Though the correlation between consumer sentiment and spending is weak, rising gasoline prices and falling share values, combined with a stagnant labor market, could undercut consumption and hamper economic growth. Higher-income households have led consumer spending, underpinned by robust wealth levels.
“Sentiment hit a record low in mid-2022 when inflation was at its highest level in decades, but the economy held up with solid GDP growth and an historically strong labor market,” said Gus Faucher, chief economist at PNC Financial.
“But if the conflict drags on, gasoline prices move even higher in the summer driving season, and stocks continue to falter, consumers could throw in the towel and start to pull back on their spending.”
The University of Michigan said its Consumer Sentiment Index dropped to a final reading of 53.3 this month, the lowest reading since December, from 55.5 earlier.
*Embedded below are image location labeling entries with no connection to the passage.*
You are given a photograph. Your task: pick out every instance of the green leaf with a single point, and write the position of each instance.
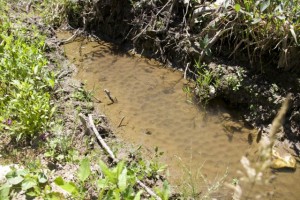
(15, 180)
(32, 194)
(138, 195)
(237, 7)
(256, 20)
(42, 178)
(84, 170)
(264, 5)
(101, 183)
(28, 183)
(35, 70)
(122, 180)
(106, 171)
(67, 186)
(4, 193)
(293, 34)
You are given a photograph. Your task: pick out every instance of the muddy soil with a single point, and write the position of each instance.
(157, 29)
(152, 110)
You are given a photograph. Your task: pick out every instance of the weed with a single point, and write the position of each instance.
(206, 83)
(33, 181)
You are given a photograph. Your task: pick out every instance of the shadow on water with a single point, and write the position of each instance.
(155, 112)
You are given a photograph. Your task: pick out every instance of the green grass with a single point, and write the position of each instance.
(25, 105)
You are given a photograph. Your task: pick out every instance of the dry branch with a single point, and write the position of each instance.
(111, 154)
(107, 92)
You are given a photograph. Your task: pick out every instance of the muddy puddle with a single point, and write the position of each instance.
(152, 111)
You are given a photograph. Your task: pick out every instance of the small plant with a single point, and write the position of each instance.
(60, 149)
(206, 83)
(81, 94)
(25, 82)
(33, 182)
(78, 189)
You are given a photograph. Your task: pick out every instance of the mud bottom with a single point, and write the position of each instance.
(153, 111)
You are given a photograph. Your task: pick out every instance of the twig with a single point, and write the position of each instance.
(111, 154)
(138, 35)
(120, 124)
(102, 142)
(186, 68)
(107, 92)
(72, 38)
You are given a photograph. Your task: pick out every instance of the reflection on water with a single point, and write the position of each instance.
(155, 112)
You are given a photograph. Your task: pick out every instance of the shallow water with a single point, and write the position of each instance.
(155, 112)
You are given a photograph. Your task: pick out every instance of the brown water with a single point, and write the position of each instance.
(156, 112)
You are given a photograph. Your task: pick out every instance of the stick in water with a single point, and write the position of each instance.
(111, 154)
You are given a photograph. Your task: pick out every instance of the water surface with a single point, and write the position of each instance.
(156, 113)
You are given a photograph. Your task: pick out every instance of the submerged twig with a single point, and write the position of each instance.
(120, 124)
(111, 154)
(102, 142)
(72, 38)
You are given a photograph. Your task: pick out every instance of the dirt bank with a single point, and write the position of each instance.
(169, 32)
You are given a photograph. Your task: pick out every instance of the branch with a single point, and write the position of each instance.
(111, 154)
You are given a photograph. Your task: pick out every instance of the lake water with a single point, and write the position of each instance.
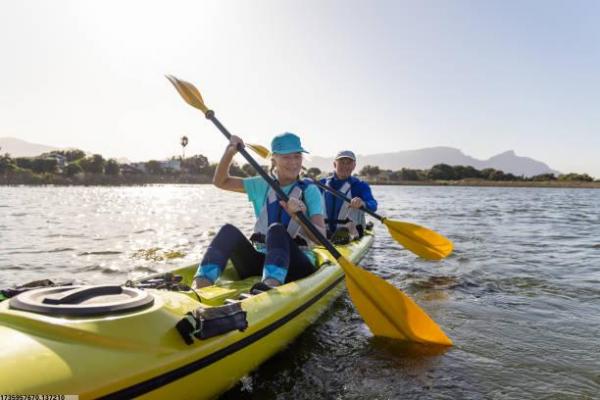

Economists polled by Reuters had forecast the index would ease to 54.0.
It was at 56.6 in February and is not too far from a record low touched in June 2022. The survey’s short-run economic outlook gauge plunged 14%, while a measure of year-ahead expected personal finances sank 10%. Declines in long-run expectations were more subdued, the survey showed.
“These patterns suggest that, at this time, consumers may not expect recent negative developments to persist far into the future,” said Joanne Hsu, the director of the University of Michigan’s Surveys of Consumers. “These views are subject to change, however, if the Iran conflict becomes protracted or if higher energy prices pass through to overall inflation.”
WILL GASOLINE PRICES OFFSET TAX CUTS?
There are worries that gasoline prices, should they continue to rise, could cut into the fiscal boost from tax cuts ushered in by the One Big Beautiful Bill Act. Economists at JPMorgan estimated that could happen if the national average price rises close to $5 per gallon or more. Prices at the pump in California and Washington state have already topped $5 per gallon.
“As things stand now, the increase in gasoline prices to date is unlikely to fully offset the magnitude of lower taxes,” they wrote in a note. “Of course, even if higher gas prices don’t fully offset the OBBBA, they would still reduce real spending power compared to what was expected before the Mideast conflict began. Higher gas prices are also mostly felt more evenly across the income distribution.”
Stocks on Wall Street extended their decline, with the S&P 500 and Nasdaq Composite indexes dropping to more than six-month lows. The dollar was steady against a basket of currencies. U.S. Treasury yields were mixed.
The survey’s measure of consumers’ expectations for inflation over the next year jumped to 3.8% this month from 3.4% earlier in March and in February. Consumers’ expectations for inflation over the next five years slipped to 3.2% from 3.3% last month.
The Federal Reserve left its benchmark overnight interest rate in the 3.50%-3.75% range this month. In updated projections released alongside the decision, U.S. central bank policymakers anticipated higher inflation and only a single reduction in borrowing costs this year.
“The evidence would appear to be for now that the inflation impact of high gas prices is expected to be temporary, but it would appear that the year-ahead expectation is set to jump above 4% in the preliminary April report,” said John Ryding, chief economic advisor at Brean Capital. “From a Fed perspective, the majority of the (policy-setting) committee might interpret this to mean that rates should be held steady.”